From The Mississauga News
Anger, resentment and frustration filled the room during a Canadian Arab Federation
(CAF) fundraiser last night at the University of Toronto Mississauga.
The theme of the night was “Disowned Canadians Abroad” as several guest speakers
highlighted the cases of Canadian citizens of Arab descent who were abandoned by the
federal government when they ran into trouble overseas.
“It’s become a pattern with Canadians of Arab and Muslim origin,” said Khaled
Mouammar, CAF president. “It’s shameful and disgraceful.”
Abousfian Abdelrazik, who was arrested in 2003 while visiting his sick mother in Sudan,
was one of the speakers. His detailed account fired the intense emotions in the room as
he told of being falsely accused of having ties to al-Qaeda, being detained in Sudan for
nearly six years and tortured.
Abdelrazik is suing the federal government for $27 million, claiming his constitutional
rights were violated when the government blocked his repatriation to Canada.

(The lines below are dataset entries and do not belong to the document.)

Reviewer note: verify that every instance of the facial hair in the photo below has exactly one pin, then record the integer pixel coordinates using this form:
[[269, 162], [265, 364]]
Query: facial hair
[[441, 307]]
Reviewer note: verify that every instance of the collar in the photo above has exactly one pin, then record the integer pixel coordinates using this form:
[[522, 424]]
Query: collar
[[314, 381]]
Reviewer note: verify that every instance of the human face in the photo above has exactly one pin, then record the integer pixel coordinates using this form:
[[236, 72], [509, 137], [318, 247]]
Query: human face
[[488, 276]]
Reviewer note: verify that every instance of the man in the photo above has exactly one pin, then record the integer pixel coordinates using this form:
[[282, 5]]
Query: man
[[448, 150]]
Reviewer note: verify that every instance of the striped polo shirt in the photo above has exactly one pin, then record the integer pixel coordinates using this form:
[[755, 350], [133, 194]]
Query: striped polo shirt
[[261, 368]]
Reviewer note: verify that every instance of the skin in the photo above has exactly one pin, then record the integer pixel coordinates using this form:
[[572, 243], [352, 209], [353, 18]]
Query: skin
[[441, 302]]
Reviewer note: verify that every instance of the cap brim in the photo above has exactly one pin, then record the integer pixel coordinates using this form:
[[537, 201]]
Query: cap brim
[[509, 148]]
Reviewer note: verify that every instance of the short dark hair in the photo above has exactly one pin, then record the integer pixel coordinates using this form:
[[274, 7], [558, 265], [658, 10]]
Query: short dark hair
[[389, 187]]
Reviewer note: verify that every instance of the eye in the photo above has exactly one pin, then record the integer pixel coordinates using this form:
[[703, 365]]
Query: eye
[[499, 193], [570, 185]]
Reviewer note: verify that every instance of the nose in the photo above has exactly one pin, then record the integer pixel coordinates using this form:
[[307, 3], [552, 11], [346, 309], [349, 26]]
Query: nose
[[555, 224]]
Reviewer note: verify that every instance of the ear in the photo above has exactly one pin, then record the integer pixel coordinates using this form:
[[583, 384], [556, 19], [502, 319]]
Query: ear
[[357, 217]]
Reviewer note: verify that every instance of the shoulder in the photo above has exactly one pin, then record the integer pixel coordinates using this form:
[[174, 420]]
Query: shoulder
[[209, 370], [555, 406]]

“Don’t be afraid. Break the silence,” he told the room. “What they are doing is wrong and
we need to stand up, all of us, and stop the racism.”
Suaad Hagi Mohamud couldn’t attend due to legal reasons. Instead, her close friend,
Abdi Dirshe, told her story.
A Somalia-born Canadian citizen, Mohamud was detained in Kenya for three months
after customs officials there said there were problems with her passport photo. They
prevented her from boarding a flight back home to Toronto in May.
Deemed to be an impostor by the Canadian government, she was cleared and released
only after a court-ordered DNA test in August proved her identity.
“As Canadians we must demand far more accountability from our government. Citizens
who are part of the Muslim and Arab communities feel under threat in their own country
and this threat must be removed,” said Dirshe.
Faraz Siddiqui, 24, told his story of being arrested in May in Lebanon for overstaying his
visa by 34 days.
Siddiqui, a Canadian citizen of Pakistani background, spent nearly a week in a
maximum security prison before being released. No charges were brought against him.
He had been in Lebanon for an internship with the United Nations.
“The government consulate could have affirmed my reasons for being there. They could
have helped me get in touch with my family and friends. Instead, they told me I had to
deal with the Lebanese government on my own,” he said.
Siddiqui attributed the Canadian government’s failure to put in place policies and rules
for aiding foreign citizens abroad as one of the major reasons for his situation.
“Canada seemed to be a place I could call home. But I’m afraid I can only depend on
my wits and personal contacts when I travel overseas now,” said Siddiqui.
More than 100 guests attended Saturday’s event and organizers hoped to raise several
thousand dollars through ticket sales and donations. Proceeds will go towards helping
out Mohamud, Abdelrazik and Siddiqui.
Organizers hope to hold similar fundraising dinners across Ontario and Quebec.